Visitors to the Cloudflare sites faced 502 errors on July 2 2019, according to a blog post by the company.
A post written by John Graham-Cumming, CTO of Cloudflare, was published after a 30-minute outage affected Cloudflare's network, resulting in downtime on its sites. The issues were caused by a massive spike in CPU utilization on the company's network, which was a result of a “bad software deploy.” According to Graham-Cumming, once the deployment was rolled back, service returned to normal.
“This was not an attack (as some have speculated) and we are incredibly sorry that this incident occurred,” writes Graham-Cumming. “Internal teams are meeting as I write performing a full post-mortem to understand how this occurred and how we prevent this from ever occurring again.”
Starting at 13:42 UTC, Cloudflare experienced a global outage across its network which meant visitors to its proxied domains faced “Bad Gateway errors.” The deployment of a single misconfigured rule within the Cloudflare Web Application Firewall (WAF) during a routine deployment of new Cloudflare WAF Managed rules was the cause.

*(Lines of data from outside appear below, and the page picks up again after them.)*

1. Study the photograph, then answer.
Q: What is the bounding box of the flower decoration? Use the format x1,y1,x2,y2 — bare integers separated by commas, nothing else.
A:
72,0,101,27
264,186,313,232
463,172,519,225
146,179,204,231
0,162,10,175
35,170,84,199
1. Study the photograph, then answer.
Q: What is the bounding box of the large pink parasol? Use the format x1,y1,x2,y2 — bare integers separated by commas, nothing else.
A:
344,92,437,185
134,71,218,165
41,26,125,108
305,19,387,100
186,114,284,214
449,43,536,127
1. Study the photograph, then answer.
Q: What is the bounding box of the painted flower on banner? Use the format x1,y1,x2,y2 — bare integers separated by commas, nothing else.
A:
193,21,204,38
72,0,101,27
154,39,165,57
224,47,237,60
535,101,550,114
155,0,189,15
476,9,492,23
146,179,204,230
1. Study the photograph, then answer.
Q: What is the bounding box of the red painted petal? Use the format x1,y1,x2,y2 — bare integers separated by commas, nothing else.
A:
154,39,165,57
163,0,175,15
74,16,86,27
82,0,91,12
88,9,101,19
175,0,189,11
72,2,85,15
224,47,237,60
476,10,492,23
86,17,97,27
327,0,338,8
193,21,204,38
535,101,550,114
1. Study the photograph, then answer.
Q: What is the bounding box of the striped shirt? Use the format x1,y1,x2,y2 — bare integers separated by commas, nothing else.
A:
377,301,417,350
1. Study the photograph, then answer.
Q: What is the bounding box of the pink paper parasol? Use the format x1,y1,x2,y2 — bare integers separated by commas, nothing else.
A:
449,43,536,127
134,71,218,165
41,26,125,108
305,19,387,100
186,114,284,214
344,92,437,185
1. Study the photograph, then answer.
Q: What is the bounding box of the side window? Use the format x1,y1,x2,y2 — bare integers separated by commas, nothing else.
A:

According to the company's blog post, the intent of these new rules was to improve the blocking of inline JavaScript that is used in attacks. However, one of the rules “contained a regular expression that caused CPU to spike to 100% on its machines worldwide” causing traffic to drop by 82%.
“We make software deployments constantly across the network and have automated systems to run test suites and a procedure for deploying progressively to prevent incidents,” wrote Graham-Cumming. “Unfortunately, these WAF rules were deployed globally in one go and caused today’s outage.
“We recognize that an incident like this is very painful for our customers. Our testing processes were insufficient in this case and we are reviewing and making changes to our testing and deployment process to avoid incidents like this in the future.”